Dans Avis de recherches, un enfant, Alex Selky (Daniel Brian Corkill), est au cœur du drame, puisque c'est une histoire d'enlèvement que raconte Stanley R. Jaffe.

Le début de l'histoire est laborieux : les petites choses de la vie quotidienne qui tournent autour de la jeune mère divorcée Susan (Kate Nelligan), de son fils Alex et du chien ne parviennent guère à remplir l'écran. Puis on voit le jeune garçon dire au revoir à sa maman, s'éloigner avec son petit cartable, regarder à gauche, regarder à droite, traverser la rue, se retourner et lancer un dernier signe de la main, disparaître enfin derrière un pâté de maisons…

L'engrenage qui mène lentement à l'oppression et aux larmes met ensuite en action ses dents cruelles.

Pauvre Susan qui ne voit pas son fils rentrer de l'école !

Pauvre Susan qui apprend qu'Alex n'a même pas été vu à l'école ce jour !

Pauvre Graham Selky (David Dukes) qui demeure malgré tout le père de l'enfant (il est divorcé) et sur qui pèsent les premiers soupçons de l'inspecteur Menetti (Judd Hirsh).

Le suspense commence ; chacun peut s'identifier à la mère habitée à la fois par l'angoisse et le fol espoir... Le temps passe et l'inspecteur Menetti, qui n'a pas inventé la poudre, patauge…

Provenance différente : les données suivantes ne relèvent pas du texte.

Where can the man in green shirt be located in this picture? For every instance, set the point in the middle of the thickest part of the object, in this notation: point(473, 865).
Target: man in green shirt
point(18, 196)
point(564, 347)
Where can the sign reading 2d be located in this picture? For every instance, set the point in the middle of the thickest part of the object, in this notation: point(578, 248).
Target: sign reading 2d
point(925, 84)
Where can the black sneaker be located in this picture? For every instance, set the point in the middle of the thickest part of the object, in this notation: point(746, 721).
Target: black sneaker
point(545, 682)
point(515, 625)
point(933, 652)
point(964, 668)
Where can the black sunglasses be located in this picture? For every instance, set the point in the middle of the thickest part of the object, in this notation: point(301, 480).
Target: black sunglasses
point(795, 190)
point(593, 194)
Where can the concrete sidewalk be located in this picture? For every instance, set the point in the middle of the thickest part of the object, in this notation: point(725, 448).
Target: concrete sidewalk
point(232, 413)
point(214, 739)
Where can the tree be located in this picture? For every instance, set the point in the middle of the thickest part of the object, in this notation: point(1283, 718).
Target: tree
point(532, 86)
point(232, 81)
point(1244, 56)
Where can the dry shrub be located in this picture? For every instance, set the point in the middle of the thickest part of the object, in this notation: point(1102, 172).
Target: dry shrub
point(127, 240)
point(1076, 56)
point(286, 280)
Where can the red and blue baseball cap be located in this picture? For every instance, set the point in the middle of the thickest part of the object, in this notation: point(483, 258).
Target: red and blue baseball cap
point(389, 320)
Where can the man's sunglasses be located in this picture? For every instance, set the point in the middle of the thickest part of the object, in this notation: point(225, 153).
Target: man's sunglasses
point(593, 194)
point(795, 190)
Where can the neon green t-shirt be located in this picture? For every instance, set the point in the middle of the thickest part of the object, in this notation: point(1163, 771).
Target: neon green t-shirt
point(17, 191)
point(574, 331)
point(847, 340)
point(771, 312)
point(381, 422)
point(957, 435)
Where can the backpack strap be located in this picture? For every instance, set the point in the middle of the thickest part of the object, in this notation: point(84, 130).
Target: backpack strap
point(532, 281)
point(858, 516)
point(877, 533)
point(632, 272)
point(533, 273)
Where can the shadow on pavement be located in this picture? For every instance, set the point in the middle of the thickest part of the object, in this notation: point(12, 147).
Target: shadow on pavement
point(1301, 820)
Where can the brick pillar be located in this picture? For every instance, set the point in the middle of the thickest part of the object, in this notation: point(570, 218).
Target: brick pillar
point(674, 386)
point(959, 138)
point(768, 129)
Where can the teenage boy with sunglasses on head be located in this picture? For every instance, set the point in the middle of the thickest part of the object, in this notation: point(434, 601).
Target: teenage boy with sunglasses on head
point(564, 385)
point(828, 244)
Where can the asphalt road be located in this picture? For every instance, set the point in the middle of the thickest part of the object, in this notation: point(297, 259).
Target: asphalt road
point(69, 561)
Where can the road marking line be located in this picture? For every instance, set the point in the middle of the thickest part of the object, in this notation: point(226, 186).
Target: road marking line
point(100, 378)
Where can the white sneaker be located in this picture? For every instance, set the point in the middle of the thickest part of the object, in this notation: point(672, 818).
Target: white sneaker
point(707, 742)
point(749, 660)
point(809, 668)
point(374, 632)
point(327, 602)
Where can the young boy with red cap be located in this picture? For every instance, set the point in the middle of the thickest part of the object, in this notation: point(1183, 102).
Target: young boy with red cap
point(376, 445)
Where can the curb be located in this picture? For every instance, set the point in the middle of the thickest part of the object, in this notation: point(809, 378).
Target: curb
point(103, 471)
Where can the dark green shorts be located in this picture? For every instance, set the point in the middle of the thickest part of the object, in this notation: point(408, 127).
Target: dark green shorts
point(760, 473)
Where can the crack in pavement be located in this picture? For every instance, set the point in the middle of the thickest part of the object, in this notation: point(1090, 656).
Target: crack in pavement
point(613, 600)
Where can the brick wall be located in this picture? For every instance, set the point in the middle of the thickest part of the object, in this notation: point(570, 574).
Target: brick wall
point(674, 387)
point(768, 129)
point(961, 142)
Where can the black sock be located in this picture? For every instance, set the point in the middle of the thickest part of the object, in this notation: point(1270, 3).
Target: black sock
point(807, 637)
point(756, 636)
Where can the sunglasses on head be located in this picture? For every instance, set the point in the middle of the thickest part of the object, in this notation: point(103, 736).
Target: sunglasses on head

Le jeune homme qui fait le ménage chez Susan et chez qui l'on peut déceler un comportement efféminé un peu stéréotypé est soudain accusé du rapt, et même du meurtre d'Alex. Il a été retrouvé à son domicile, parmi diverses preuves de ses mauvaises mœurs, un slip taché de sang appartenant au garçon disparu.

La mère, Susan, est pourtant la première convaincue de l'innocence du pauvre Philippe (Keith McDermott) qui passe en quelques instants du statut de sale pédé à celui de martyr.

Stanley R. Jaffe va crescendo pour accentuer le côté mélodramatique de cette histoire, qui fonctionne à merveille.